We explicitly assume that the user has some experience working with shell commands on a Linux-based operating system and has superuser privileges.
The individual steps involved in this protocol and the Augur modules used in each step are summarized in Figure 1.
-
Install Docker Engine
Docker is an open-source technology based on virtualization, which is used for developing and running software applications in the form of containers. The Docker Engine can be installed using the following commands:
sudo apt-get update
sudo apt-get install apt-transport-https ca-certificates curl gnupg-agent software-properties-common
curl -fsSL https://download.docker.com/linux/ubuntu/gpg | sudo apt-key add -
sudo apt-key fingerprint 0EBFCD88
sudo add-apt-repository "deb [arch=amd64] https://download.docker.com/linux/ubuntu $(lsb_release -cs) stable"
sudo apt-get update
sudo apt-get install docker-ce docker-ce-cli containerd.io
To activate and test Docker installation, execute the following commands:
sudo groupadd docker
sudo usermod -aG docker $USER
newgrp docker
docker run hello-world

Figure 1. The different steps described in this protocol and the Augur modules used in each of the analysis steps
-
Install Anaconda
Anaconda is an open-source distribution of Python that simplifies the management of Python packages and environments. To install Anaconda, use the following commands:
wget https://repo.anaconda.com/archive/Anaconda3-2020.02-Linux-x86_64.sh
bash Anaconda3-2020.02-Linux-x86_64.sh
Proceed with the installation by following the on-screen instructions. You can find the anaconda3 folder in the directory shown in the installer script. You can activate and test your installation by running the following commands:
source ~/.bashrc
conda list
-
Install Nextstrain-CLI
Nextstrain is available as a Python package and can be installed using pip.
python3 -m pip install nextstrain-cli
To check whether Nextstrain has been successfully installed, use the following command:
nextstrain version
The version number shown in the output should be 1.16.1 or higher.
-
Install Augur
Augur is the toolkit provided by Nextstrain for phylogenetic analysis. Augur is also available as a Python package and can be installed using the following command:
python3 -m pip install nextstrain-augur
-
Install MAFFT
MAFFT (Multiple Alignment using Fast Fourier Transform) is required by Augur to perform multiple-sequence alignments. To download and install this tool, use the following command:
sudo apt-get install mafft
-
Install IQ-TREE
IQ-TREE is an open-source tool for constructing maximum-likelihood trees using phylogenetic data. IQ-TREE is required by Augur for constructing a phylogenetic tree from sequence data. To install IQ-TREE use the following command:
sudo apt-get install iqtree
It is recommended to use IQ-TREE version 1.6.1 (default version installed for Ubuntu 18.04 LTS) or higher.
-
Download the SARS-CoV-2 sequence dataset
The Global Initiative on Sharing All Influenza Data (GISAID) is the most updated public repository of SARS-CoV-2 genome sequences.
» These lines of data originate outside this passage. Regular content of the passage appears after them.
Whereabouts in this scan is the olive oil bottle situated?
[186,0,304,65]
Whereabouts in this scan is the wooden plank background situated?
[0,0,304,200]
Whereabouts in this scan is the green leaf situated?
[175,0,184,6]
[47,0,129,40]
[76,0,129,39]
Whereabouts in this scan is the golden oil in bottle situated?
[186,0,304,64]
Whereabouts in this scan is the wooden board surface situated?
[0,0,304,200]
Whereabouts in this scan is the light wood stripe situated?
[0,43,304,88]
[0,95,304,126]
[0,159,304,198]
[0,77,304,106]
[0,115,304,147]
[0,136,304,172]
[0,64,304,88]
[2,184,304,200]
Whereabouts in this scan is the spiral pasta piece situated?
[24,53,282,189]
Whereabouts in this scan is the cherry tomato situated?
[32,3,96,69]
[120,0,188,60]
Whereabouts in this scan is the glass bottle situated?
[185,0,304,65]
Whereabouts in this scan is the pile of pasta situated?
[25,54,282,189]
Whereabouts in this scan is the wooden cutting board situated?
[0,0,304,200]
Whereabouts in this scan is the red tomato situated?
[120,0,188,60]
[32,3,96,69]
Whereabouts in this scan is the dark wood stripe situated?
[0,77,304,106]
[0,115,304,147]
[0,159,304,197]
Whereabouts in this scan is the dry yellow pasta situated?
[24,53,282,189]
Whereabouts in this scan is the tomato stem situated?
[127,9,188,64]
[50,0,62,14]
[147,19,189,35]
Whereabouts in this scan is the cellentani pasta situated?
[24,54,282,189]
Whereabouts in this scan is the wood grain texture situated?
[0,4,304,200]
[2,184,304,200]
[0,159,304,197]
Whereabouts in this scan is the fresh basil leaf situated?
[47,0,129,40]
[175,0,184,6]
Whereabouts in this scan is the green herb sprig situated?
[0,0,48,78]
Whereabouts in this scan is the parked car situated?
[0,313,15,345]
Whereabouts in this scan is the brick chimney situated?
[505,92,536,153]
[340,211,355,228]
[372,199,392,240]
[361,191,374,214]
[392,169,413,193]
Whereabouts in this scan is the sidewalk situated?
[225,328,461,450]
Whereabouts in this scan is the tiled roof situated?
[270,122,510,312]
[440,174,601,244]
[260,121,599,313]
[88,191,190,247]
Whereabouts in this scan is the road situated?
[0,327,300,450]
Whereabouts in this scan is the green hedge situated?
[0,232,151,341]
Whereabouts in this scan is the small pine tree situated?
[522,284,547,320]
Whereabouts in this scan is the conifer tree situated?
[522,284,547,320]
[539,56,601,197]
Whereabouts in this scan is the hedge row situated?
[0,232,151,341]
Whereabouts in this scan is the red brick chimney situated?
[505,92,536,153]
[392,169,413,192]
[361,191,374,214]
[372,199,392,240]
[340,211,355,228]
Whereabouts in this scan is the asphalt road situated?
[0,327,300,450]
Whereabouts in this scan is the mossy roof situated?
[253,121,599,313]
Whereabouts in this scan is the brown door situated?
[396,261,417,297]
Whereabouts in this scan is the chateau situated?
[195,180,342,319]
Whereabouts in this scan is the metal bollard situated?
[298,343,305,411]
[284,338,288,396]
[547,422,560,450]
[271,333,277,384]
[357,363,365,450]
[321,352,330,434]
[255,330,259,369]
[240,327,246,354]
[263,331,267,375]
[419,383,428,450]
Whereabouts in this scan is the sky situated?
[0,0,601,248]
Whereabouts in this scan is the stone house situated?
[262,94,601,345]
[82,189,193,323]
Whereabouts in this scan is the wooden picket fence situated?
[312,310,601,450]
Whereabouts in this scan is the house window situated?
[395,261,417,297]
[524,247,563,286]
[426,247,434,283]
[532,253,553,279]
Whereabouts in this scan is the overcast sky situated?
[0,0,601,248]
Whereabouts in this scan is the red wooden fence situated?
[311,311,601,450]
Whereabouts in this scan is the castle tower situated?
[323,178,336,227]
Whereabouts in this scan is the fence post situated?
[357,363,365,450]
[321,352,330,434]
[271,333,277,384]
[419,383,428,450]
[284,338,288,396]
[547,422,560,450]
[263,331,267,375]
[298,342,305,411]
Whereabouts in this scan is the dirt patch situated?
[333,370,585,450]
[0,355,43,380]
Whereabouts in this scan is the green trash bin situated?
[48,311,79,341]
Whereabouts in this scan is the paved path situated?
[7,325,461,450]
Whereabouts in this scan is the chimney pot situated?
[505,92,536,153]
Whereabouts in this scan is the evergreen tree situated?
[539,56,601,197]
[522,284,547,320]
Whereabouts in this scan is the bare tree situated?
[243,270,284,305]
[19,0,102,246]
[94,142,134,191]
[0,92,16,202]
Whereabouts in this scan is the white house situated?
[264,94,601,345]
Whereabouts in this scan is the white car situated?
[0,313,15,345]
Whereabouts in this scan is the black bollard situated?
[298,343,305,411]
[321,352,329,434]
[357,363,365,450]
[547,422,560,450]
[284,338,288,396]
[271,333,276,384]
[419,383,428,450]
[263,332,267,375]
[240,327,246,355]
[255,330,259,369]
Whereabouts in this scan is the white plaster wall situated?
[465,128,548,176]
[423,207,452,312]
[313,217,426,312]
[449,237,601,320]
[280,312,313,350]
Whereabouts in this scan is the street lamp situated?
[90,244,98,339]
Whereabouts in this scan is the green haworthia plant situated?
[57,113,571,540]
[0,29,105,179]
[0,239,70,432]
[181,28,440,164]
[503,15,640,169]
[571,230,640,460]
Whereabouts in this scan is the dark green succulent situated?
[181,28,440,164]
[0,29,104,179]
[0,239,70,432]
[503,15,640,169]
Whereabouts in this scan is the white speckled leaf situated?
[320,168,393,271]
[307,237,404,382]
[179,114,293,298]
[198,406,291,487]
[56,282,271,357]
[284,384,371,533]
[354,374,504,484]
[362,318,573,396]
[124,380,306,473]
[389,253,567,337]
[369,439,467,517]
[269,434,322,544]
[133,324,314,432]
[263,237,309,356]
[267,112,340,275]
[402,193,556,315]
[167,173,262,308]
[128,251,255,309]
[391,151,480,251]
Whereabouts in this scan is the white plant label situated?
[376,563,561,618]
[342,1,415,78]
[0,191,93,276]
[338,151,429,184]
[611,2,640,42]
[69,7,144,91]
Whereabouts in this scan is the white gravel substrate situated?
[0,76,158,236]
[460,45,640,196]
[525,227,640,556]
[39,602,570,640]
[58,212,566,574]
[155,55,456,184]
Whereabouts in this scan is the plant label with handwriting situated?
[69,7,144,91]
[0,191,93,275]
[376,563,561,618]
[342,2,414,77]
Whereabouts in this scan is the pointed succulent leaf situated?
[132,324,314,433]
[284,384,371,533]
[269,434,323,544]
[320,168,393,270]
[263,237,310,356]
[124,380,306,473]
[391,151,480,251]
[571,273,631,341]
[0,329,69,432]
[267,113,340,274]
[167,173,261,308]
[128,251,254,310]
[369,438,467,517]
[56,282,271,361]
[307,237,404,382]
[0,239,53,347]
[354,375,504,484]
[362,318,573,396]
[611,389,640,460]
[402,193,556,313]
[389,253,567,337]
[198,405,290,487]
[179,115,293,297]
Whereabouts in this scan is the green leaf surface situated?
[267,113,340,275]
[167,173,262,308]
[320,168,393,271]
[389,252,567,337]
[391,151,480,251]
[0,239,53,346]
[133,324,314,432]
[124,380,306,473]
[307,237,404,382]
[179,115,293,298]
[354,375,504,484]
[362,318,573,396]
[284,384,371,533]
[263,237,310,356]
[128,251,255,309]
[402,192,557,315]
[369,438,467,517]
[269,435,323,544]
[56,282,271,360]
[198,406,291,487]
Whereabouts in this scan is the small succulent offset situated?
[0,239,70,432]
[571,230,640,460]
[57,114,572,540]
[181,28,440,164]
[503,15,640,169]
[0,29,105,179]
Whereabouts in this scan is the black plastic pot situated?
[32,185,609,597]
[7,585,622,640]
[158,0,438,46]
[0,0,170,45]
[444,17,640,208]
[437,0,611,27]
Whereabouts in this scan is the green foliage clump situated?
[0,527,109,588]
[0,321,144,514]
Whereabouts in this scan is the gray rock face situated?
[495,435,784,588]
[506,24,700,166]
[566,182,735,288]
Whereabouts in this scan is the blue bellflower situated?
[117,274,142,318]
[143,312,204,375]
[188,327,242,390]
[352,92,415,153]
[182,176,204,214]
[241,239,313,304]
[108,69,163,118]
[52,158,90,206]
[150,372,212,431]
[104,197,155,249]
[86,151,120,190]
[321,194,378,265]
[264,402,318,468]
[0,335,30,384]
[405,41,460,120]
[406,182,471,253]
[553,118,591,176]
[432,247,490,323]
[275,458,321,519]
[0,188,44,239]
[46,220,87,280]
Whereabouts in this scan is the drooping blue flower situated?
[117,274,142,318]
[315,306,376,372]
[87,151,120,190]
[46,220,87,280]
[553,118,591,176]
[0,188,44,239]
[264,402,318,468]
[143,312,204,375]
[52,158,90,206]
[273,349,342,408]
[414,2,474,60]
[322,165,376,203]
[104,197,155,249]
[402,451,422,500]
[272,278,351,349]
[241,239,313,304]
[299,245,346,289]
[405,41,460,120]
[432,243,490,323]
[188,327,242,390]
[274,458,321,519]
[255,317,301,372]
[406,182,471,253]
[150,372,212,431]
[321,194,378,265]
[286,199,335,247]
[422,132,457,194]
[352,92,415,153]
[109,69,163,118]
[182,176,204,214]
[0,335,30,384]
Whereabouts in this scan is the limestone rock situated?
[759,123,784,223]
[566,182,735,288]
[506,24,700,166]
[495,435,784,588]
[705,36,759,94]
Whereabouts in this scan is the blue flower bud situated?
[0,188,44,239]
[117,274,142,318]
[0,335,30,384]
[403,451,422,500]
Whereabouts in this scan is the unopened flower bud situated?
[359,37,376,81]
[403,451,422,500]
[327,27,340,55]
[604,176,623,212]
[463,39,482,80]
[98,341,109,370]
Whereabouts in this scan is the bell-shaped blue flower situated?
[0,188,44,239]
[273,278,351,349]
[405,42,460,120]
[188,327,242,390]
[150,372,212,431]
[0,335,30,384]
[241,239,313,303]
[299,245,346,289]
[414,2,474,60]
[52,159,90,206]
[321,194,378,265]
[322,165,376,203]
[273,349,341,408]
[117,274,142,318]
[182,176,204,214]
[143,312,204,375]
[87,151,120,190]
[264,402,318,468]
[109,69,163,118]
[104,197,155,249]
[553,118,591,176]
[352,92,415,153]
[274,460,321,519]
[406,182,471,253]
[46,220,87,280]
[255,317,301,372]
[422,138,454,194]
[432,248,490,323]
For this phylogenetic clustering protocol, we downloaded the dataset of ~15,000 complete (as of 1st May 2020) SARS-CoV-2 genome sequences from GISAID. The database can be accessed by registering for a GISAID account. Upon successful activation, the sequence dataset can be downloaded by logging into the GISAID EpiCoVTM database and navigating to the Browse option (https://www.epicov.org/epi3/frontend).
To create the metadata file required by Augur, you will also need to download the Acknowledgment Table for all submissions provided by GISAID, which can also be found on the Browse page.
-
Download the SARS-CoV-2 reference genome
Before proceeding with the analysis, you also need to download the reference genome for SARS-CoV-2 from NCBI in GenBank (.gb). For this analysis, we downloaded the genome with the accession number MN908947.3.
-
Preparing input files
To use Nextstrain for phylogenetic analysis and visualization, you need to prepare the following input files (Table 1):
Table 1. List of input files required to run the different steps in the analysis pipeline

-
sequences.fasta
A single FASTA file containing a collection of pathogen sequences to be analyzed. For this analysis, we used the sequence dataset downloaded from GISAID. Each sequence in the FASTA file should have the strain ID of the virus as the sequence header. A sample sequence record for the FASTA file is shown in Figure 2.

Figure 2. Sample record for the hCoV-19/India/1-27/2020 SARS-CoV2 strain in the sequences.fasta format
-
metadata.tsv
A tab-delimited metadata file that describes the sequences given in the FASTA file. The various fields to be included in the metadata file are as follows:
-
Required fields: Strain, Virus, Date
For each strain ID in the sequences.fasta file, there should be an entry under the strain column in the metadata file.
-
Additional fields (if using published data): Accession, Authors, URL, Title, Journal, Paper_URL.
-
To infer ancestral traits, additional information fields such as region, country, state, and city need to be included in the metadata file.
The information for the various fields in the metadata file can be taken from the Acknowledgment Table downloaded from GISAID. A sample metadata spreadsheet is linked here as Supplementary Data 1.
-
clades.tsv
This file is required for the addition of clade labeling to the phylogenetic tree. The file specifies the mutations (amino acid or nucleotide) specific to a particular clade of the virus (Figure 3). The clades.tsv file should contain the following fields:
-
clade: To describe the name of a clade.
-
gene: The name of the gene in which the mutation lies (for nucleotide changes, the gene name should be ‘nuc’).
-
site: The position of the mutation within the genome.
-
alt: The mutated amino acid or nucleotide found at that position.
For this analysis, we used the clades definition for SARS-CoV-2 genomes defined by Nextstrain ( https://github.com/nextstrain/ncov ).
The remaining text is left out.